Download or read book Two Hundred Years of American Communes written by Iaácov Oved and published by Transaction Publishers. This book was released on 1987-01-01 with total page 520 pages. Available in PDF, EPUB and Kindle. Book excerpt: The United States is the only modern nation in which communes have continuously existed for the past two hundred years. This definitive history of communes in America examines the major factors that have supported the existence and growth of communes throughout American history. The most impressive survey of the communal experience since the works of Noyes and Nordhoff, it is informed by a deep respect for the human subjects and organizational forms of American communes. The findings in the analytical chapters are of considerably theoretical import beyond the historical narrative. Oved details the founding, growth, development, and sometimes failure of alternative societies from 1735 to 1939: Icaria, Ephrata, Oneida, Shaker, religious, secular, and socialist communes. Extensive reference material cited will assure this work a special place in the archives of the literature on communes.
Download or read book Communal Life written by Yosef Gorni and published by Transaction Publishers. This book was released on 1987-01-01 with total page 768 pages. Available in PDF, EPUB and Kindle.

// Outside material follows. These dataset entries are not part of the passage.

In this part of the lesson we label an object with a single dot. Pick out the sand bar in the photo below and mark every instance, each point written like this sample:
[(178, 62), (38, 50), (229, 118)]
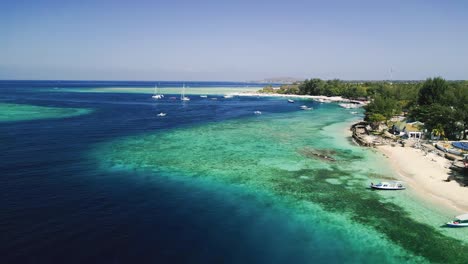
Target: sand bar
[(426, 175)]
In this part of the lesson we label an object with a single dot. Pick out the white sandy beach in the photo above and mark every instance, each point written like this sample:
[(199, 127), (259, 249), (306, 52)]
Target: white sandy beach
[(323, 98), (426, 175)]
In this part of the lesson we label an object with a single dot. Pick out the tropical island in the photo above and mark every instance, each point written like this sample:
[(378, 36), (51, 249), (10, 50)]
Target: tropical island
[(420, 126)]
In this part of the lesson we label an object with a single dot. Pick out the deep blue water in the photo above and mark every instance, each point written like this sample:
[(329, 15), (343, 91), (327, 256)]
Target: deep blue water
[(57, 206)]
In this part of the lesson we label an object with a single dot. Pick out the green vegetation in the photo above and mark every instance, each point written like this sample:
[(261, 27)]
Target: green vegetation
[(441, 105)]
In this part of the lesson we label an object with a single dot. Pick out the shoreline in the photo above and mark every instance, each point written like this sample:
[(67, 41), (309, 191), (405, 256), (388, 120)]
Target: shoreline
[(426, 176), (320, 98)]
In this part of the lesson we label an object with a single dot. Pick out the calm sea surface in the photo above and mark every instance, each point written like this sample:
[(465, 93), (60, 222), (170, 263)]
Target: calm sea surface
[(211, 182)]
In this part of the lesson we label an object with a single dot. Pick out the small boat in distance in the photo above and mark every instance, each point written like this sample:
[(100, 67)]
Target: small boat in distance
[(182, 95), (156, 94), (459, 221), (396, 185)]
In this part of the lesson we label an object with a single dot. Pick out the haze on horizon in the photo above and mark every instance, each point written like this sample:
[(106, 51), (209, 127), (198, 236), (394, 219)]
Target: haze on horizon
[(237, 40)]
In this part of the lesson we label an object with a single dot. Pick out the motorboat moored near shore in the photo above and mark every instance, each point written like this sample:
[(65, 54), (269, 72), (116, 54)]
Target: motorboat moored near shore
[(396, 185), (459, 221)]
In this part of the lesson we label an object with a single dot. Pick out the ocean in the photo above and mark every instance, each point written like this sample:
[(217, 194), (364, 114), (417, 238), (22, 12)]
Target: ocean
[(91, 174)]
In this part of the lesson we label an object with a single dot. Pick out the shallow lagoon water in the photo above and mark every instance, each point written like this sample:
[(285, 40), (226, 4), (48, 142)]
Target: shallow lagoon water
[(210, 182)]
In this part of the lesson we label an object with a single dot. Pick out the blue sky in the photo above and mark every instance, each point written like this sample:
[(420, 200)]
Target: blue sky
[(233, 40)]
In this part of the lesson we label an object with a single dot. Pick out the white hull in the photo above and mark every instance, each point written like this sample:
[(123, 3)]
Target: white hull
[(387, 188)]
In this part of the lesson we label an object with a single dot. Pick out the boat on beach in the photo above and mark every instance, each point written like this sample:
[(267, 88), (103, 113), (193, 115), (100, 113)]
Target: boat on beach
[(396, 185), (459, 221)]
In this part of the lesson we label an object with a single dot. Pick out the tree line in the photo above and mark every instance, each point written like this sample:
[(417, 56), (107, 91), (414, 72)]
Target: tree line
[(440, 104)]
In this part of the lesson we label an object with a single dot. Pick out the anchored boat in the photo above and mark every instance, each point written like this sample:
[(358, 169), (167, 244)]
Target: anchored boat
[(388, 186), (459, 221)]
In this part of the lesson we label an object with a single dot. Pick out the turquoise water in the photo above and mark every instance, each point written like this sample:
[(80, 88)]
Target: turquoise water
[(282, 156), (209, 183), (21, 112)]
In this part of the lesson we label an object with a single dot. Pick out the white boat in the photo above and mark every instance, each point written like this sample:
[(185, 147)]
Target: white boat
[(396, 185), (459, 221), (182, 95), (156, 94)]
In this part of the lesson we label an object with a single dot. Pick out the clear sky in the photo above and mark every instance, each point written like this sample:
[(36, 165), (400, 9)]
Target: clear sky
[(233, 40)]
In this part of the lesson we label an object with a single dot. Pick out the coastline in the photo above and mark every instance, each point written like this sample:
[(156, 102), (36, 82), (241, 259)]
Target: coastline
[(426, 175), (320, 98)]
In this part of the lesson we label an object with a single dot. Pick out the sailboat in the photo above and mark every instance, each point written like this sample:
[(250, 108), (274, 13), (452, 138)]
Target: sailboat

Book excerpt: This remarkable compendium brings together more than eighty scholars from throughout the world to examine the experience of the kibbutz and communal living. Through careful examination of the ideological, historical, educational, sociological, and economic origins and realities of communal living, the contributors provide strong and positive support for the belief that a cooperative society can exist within an antagonistic, competitive system. Taken together, these contributions provide dialogue among and between those who research communal life, and those who live it.